Phylogenetic relationships of HA genes from H9N2 viruses diagnosed in Iraq during 2014–2015, Middle Eastern, and Eurasian countries. The nucleotide ranges of segments that were used for drawing phylogenic trees are as follows: HA (1–776). Trees were generated by the neighbor-joining method with the MEGA 5 software. The reliability of the trees was assessed by bootstrap analysis with 1000 replications. Numbers above branches indicate neighbor-joining bootstrap values. The length of the horizontal lines is proportional to the minimum number of nucleotide differences required to join nodes. The vertical lines are for spacing branches and labels. The viruses characterized in this study are indicated in a black triangle
NA gene
In this study, 314 base pairs of NA gene were sequenced.

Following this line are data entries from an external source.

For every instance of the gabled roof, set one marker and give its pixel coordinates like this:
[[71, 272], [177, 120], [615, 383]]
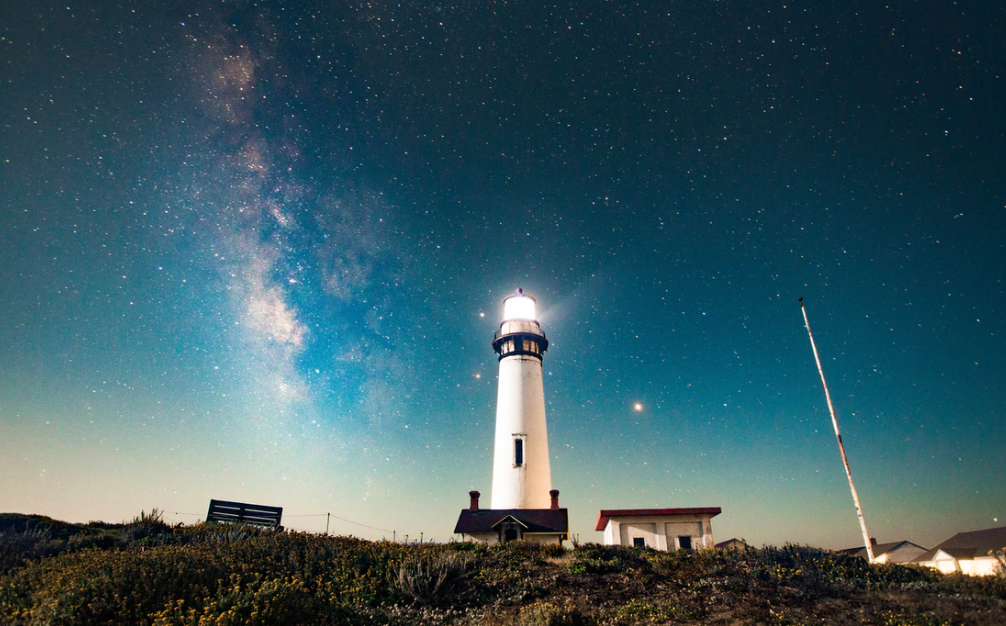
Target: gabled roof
[[969, 544], [879, 549], [533, 519], [607, 514]]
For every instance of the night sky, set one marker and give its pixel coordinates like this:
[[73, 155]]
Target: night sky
[[258, 252]]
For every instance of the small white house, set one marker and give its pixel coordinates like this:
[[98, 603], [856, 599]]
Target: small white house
[[659, 528], [968, 553]]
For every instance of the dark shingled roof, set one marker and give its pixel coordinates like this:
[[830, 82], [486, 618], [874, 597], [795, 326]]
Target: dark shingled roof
[[533, 519], [878, 549], [969, 544], [603, 518]]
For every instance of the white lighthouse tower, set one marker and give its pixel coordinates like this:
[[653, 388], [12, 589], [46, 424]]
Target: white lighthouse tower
[[521, 474], [524, 505]]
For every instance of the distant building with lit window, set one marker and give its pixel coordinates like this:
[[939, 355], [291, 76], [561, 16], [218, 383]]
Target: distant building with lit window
[[659, 528]]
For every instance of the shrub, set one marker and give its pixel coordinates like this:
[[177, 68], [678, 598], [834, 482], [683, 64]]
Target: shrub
[[431, 576]]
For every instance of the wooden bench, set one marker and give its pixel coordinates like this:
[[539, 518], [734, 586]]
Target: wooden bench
[[240, 512]]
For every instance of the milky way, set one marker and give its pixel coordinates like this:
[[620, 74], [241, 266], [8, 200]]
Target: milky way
[[259, 253]]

The nucleotide sequences of the NA protein of the all studied Iraqi viruses were very similar (95.2–100% identity), and shared the highest identities of 94.3–100%, 93.9–98%, and 93.1–98% with the Iranian (Ir-121), Pakistani (P.UDL-1), and Lebanese (Leb-2010) strains, respectively. The phylogenetic tree (Fig. 3) revealed that all viruses in the present study belonged to a single lineage (G1) and shared 91.8–96.8% identity with the A/Quail/Hong Kong/G1/97 ancestor (Table 4).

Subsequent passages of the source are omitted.